Indemnity in California runs on statutory rails: specific deadlines for the first payment, a fixed cadence after it, and an automatic surcharge for missing either. For the desk examiner this is the compliance map; for everyone else it explains why checks arrive when they do.
The clock, in order
First TD: within 14 days of knowledge of injury and lost time (§4650(a)) — pay it or send the delay/denial notice explaining why. Cadence: every two weeks thereafter, at two-thirds of AWW against the year's caps — the TD rate calculator gives the exact weekly and biweekly figures. First PD: within 14 days after TD ends (§4650(b)) — advances start against a reasonable estimate of the award before the rating is final.

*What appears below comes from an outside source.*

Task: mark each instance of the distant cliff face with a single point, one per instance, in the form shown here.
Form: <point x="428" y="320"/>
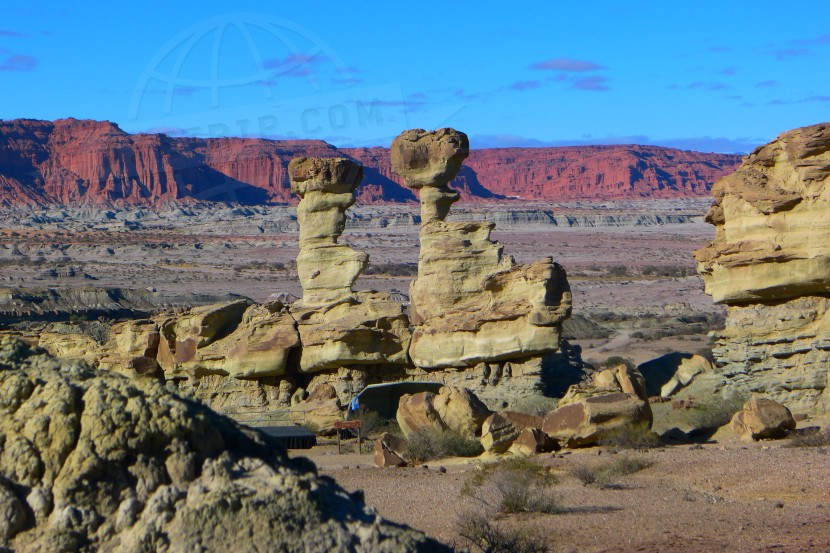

The estimate problem, solved
That “reasonable estimate” is a rating problem: WPI from the report → the schedule math → weeks × rate. Waiting for the DEU is not required and not fast; the reserve workflow computes the number the day the report lands, and PD advances can start against it on time.
What lateness costs
§4650(d): the late installment plus 10%, automatically — the calculator’s toggle prices it into any computed indemnity. §5814: if the delay was unreasonable, up to 25% of the delayed amount (capped $10,000), litigated — the penalties guide runs the computed examples. The 10% is the cost of a slipped diary; the 25% is the cost of a slipped file.
The examiner’s defense
Paper: timely benefit notices, documented payment dates, and — when delaying — a genuine-doubt record from a real investigation. On the math side, a computed rating with its audit trail in the file note is what “reasonable estimate” looks like in writing. Informational use only; not legal advice.